Data science moves onwards each day, helping (perhaps) solve more and more of the world’s problems. But apparently there’s at least one issue for which we don’t have a great machine-learning/AI solution for just yet – identifying penises made out of Lego.
Indeed this is apparently the problem that plagued the potential-Minecraft-beater “Lego Universe” nearly 5 years ago.
The internet is awash with re-tweets of ex-Lego-Universe developer Megan Fox’s amusing stories from yesteryear. Thanks to Exquisite Tweets for collecting.
Funny story – we were asked to make dong detection software for LEGO Universe too. We found it to be utterly impossible at any scale.
Players would hide the dongs where the filtering couldn’t see, or make them only visible from one angle / make multi-part penis sculptures…
They actually had a huge moderation team that got a bunch of screenshots of every model, every property. Entirely whitelist-based building.
YOU could build whatever you wanted, but strangers could never see your builds until we’d had the team do a penis sweep on it.
It was all automated, but the human moderators were IIRC the single biggest cost center for LEGO Universe’s operational costs. Or close to.
To be fair, this was a few years ago and progress on image recognition data science did not stop.
Lego itself just released “Lego Worlds” recently which seems to be a similar type of thing – whether they have solved the problem I do not know.
Humanity does seem to be making decent progress on such tasks in general. Microsoft Research recently published a paper “Delving deep into rectifiers” wherein they detail their algorithmic achievement in being perhaps the first program that classifies images within the Imagenet Large Scale Visual Recognition Challenge 2012 more accurately than the competitor human managed.
In the consumer space, both Flickr, and very recently, Google have opened up features that allow anyone to upload large numbers (or in Google’s case, apparently infinite) photographs and then keyword search for “dog”, “Billy”, “Paris” etc. to show all your photos of dogs, Billy or taken in Paris without you having to provide any manual tagging or contextual information.
Flickr’s attempt has been around a bit longer and has caused a little controversy – as all in the field of data will know, the sort of machine learning and classification processes this extremely hard problem requires do not have any inbuilt sense of politeness or decency.
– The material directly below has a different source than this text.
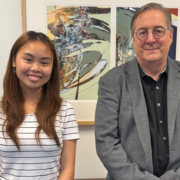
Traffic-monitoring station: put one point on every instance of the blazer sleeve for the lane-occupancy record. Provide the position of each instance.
(108, 138)
(171, 175)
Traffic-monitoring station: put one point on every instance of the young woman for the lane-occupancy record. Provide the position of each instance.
(38, 130)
Misclassifying this photo of Auschwitz as “sport”, as reported by the Guardian, is surely just a confused algorithm rather than a deliberate attempt to offend.
Flickr staff are open that mistakes will be made and that there is an inbuilt process to learn from them – but it’s obvious why a “normal” viewer can find these classification errors offensive, especially when they might relate to photos of their children for instance.
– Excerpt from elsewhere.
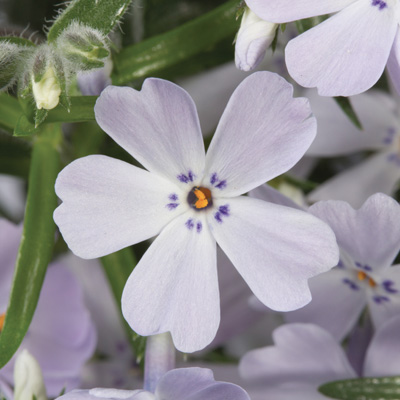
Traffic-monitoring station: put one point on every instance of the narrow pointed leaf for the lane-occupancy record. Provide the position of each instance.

This surely poses a dilemma for the sort of companies that provide these services. The idea behind these services is a great one, and pretty essential in these days where we all take thousands of photos a year and need some way to retrieve the few ones we are particularly interested in – but how understanding present-day consumers are towards the mistakes inherent in the process – particularly at the start of any such efforts – remains to be seen.
In any case I’m sure it won’t be long before someone tests how good Google Photo is at autotagging Lego genitalia (or much worse…).